At the same session, Kalinin, on behalf of the Pan-Russian (Pan-Soviet) Central Executive Committee, proposed changing the name of Petersburg to Leningrad; the proposal was approved without debate. Other proposals were also approved en bloc: the day of Lenin’s death was to become a day of national mourning; monuments were to be erected to him in the major Soviet cities; an edition of his selected works was to be published; and the construction of a Mausoleum under the Kremlin walls between the communal graves of the revolutionary fighters was approved, in which Lenin’s embalmed body was to be kept for visitors to pay their respects.

On 27 January at 9 am, Stalin, Zinov’ev and six workers carried Lenin’s body out of the Trade Union Palace where it was taken by Kalinin, Kamenev, Kursky, four workers and a peasant to be carried in procession through Red Square. At four o’clock in the afternoon, Stalin, Zi-nov’ev, Kamenev, Molotov, Bucharin, Rudzutak, Tomsky and Dzerzinsky took the coffin and laid it in a tomb built in front of the Kremlin walls and soon to be replaced by the Mausoleum.

Between December 1922 and March 1923 Lenin had produced some of the most interesting political reflections of his entire oeuvre. Some of the assumptions of the revolution were no longer valid. There had been no great European revolution. The socialist economy still had no basis. So, all wrong? Exactly the opposite, the Bolshevik leader replied, as 1917 had represented the revolutionary abandonment of a war from which a new state had been born: this had been the real world turning point.

Other problems: the immense tasks before the new state and the misery, also cultural, of the people. Moreover, after the first months of hyperactivity, Lenin noticed a certain bureaucratisation of the state apparatus, almost a return to the past: in short, the old state had been ’just anointed with Soviet oil’. The remedy continued to be, according to Lenin, Nep.
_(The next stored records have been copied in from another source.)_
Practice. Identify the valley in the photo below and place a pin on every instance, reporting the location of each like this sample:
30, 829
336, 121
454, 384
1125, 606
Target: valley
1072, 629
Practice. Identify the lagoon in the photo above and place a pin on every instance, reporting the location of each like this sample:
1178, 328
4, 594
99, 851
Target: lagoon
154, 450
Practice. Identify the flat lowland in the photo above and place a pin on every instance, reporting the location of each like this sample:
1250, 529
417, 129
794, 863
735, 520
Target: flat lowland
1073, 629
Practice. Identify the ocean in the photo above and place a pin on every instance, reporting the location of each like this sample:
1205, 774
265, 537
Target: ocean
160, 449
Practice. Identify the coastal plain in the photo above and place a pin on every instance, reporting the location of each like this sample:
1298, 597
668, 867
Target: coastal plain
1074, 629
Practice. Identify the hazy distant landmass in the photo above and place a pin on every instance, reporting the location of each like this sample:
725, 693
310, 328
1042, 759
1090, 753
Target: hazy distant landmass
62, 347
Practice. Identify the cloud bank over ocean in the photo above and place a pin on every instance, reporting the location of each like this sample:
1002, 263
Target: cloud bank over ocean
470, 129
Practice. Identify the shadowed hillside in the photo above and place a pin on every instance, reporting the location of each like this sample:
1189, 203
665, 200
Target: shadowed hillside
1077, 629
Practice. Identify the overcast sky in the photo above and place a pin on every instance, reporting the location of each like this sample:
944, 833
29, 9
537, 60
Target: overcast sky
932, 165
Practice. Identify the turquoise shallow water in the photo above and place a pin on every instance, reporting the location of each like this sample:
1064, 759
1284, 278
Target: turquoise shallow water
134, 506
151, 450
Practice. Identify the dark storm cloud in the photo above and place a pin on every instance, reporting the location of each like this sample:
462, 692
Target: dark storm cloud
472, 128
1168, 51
But the real cause of concern for the Bolshevik leader was the contrast at the top of the party, with the possibility of a split. For this reason, between December 1922 and January 1923, he dictated some notes that would constitute the Letter to the Congress (here proposed under the title of Lenin’s Testament) in which, in addition to subjecting all the major leaders of the Bolshevik Party to lucid judgments (all were reproached with an excess of authoritarianism, to Trockij ’self-confidence’ to Bucharin, moreover the ’favourite of the whole party’, a lack of understanding of dialectics), he identified the deepening contrasts between Stalin and Trockij as the real problem.

It is not out of place to recall that our very own Gramsci, on 14 October 1926, a few days before he was arrested by the fascists, wrote, on behalf of the political bureau of the Communist Party of Poland, a letter to the Soviet leadership (To the Central Committee of the Soviet Communist Party, sent to Togliatti, then in Moscow) in which he pointed out how the conflict between the Stalinist majority and the Trockian minority ran the risk of calling into question the achievements of the Soviet October.

Lenin concluded his letter with a harsh judgement of Stalin as ’too coarse’ and not very tolerant of his comrades. In short, it is possible to think that if Lenin had been allowed to attend the 12th Congress those present would have witnessed a head-on clash between him and Stalin; but this was not to be and we know what course the history of the USSR took.